CRAMMED carriages. Standing room only.

Finally, this description of train travel is set to change.

That is the promise being made by train operator Greater Anglia as it unveils its £1.4 billion investment on new trains.

Hot on the heels of its announcement of the Stadler Flirt, the rail giant is ready for phase two - the electric Aventra train - which will level the playing field between first class and standard.

With the new trains, capacity during peak times will increase by 55 per cent.

A typical ten-carriage train will provide 1,150 seats.

Some 665 new carriages will be built by Bombardier, in Derby, and come into service from December 2019.

Mike Kean, who is the deputy managing director of Greater Anglia, is confident they will transform journeys for everyone.

“The Bombardier trains really form the backbone of the franchise. It provides the main commuting stock and carries the most amount of people on our franchise,” he said.

“The real heart of our franchise was providing enough capacity for the full nine years and also to maximise the efficiency of that operation.

“The railway is constrained, we have certain platform length and train length, but we’re really trying to push that to the maximum to make sure our customers have a better opportunity of getting a seat.

“And they’re absolutely as modern as you can get.”

Gazette:

Accessible toilets will feature on every train

The 22 ten-carriage (Class 720/1s) and 89 five-carriage trains (Class 720/5s) will run between London Liverpool Street and Essex, Hertfordshire, Cambridgeshire and Ipswich.

They will serve key commuter towns including Chelmsford, Witham, Braintree, Colchester, Clacton and Harwich, and the line to Southend Victoria.

Each train will offer four cycle spaces, an accessible toilet, or two, wheelchair spaces, plug sockets and USB ports near each pair of seats which are cantilevered, meaning no nuisance bar underneath, for increased legroom.

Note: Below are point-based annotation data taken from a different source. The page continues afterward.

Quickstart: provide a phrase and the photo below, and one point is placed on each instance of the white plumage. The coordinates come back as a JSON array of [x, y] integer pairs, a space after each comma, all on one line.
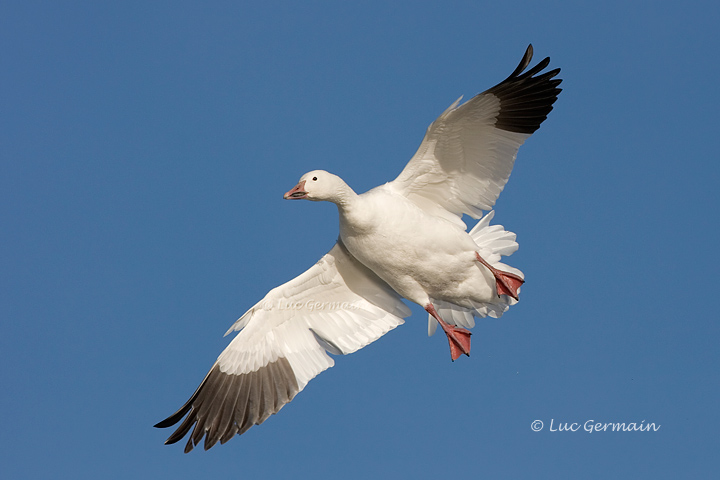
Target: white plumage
[[405, 239]]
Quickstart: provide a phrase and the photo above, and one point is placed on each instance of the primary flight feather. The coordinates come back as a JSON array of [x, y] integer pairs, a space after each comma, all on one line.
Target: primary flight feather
[[405, 239]]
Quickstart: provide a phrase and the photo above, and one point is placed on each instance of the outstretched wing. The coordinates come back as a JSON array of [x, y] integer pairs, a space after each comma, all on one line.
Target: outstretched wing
[[336, 306], [467, 154]]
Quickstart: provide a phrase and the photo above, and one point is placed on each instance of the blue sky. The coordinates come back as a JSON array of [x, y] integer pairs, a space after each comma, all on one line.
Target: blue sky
[[144, 150]]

Doors separating carriages will be a thing of the past alongside non-connectivity as free, fast broadband will be fitted on each train.

Gazette:

Bombardier staff in Derby test the seats

Mr Kean said: “Less people standing on the trains is the real hope. We did a lot of research before starting the franchise and now about what people really value.

“What you’ll find running to places like Colchester is people really value that seat, even if it’s the third seat between two people.

“We’re maintaining this fleet out of Ilford and have employed Bombardier as our partners to maintain them.

“As you’ll see from the mock-up, we haven’t skimped on the interior and on the cleaning side, we’ve been pushing hard over the past couple of years to maintain that high level of cleanliness.”

Gazette:

The 3x2 formation will be seen across the entire fleet

A sum of £900 million is being spent specifically on the Bombardier trains with a further 58 trains being built by Stadler, in Switzerland, for Greater Anglia’s intercity, Stansted Express and regional services.

However, promises have being made the cost will not be inherited by the more than 29,000 Essex commuters using the Great Eastern line and just over 17,000 using the Southend line every day.

He said: “For every pound people pay, 97 per cent goes back into the railway.

“What we’re doing here in the model is we’ve actually look at these trains and the amount of people that are going to use them.

“That drives revenue and then that gets returned to Government in a bigger premium payment.

“The way the rail industry works, it’s a regulated model. We actually don’t control the peak fares so it shouldn’t have an impact at all.”

Gazette:

THIS IS HOW MIKE KEAN ANSWERED OUR READERS' QUESTIONS:

Does Greater Anglia have a 20-year-plus plan to accommodate the extra volume of commuters from Colchester to London based on the draft Local Plan metrics?
"In our bid we have to provide enough seats right until the end of our franchise in 2025 so that’s our plan through this train and our other fleet. What I hope people experience when they first see these trains is loads of seats which will slowly fill up as we get towards the end of the franchise. The growth of Essex has been absolutely central to our planning."

Does Greater Anglia have a plan to modernise Colchester Station?
"We’re definitely looking to make some improvements to Colchester. There’s no masterplan to modernise it, but we’ve done a lot of work on our stations over the past two years and we’ll continue."

Why are we the most expensive line?
"I don’t think it is. It might feel that way and I can really empathise, but we’re focused on it. And as I said, the industry itself puts 97 per cent of what people pay right back into the industry."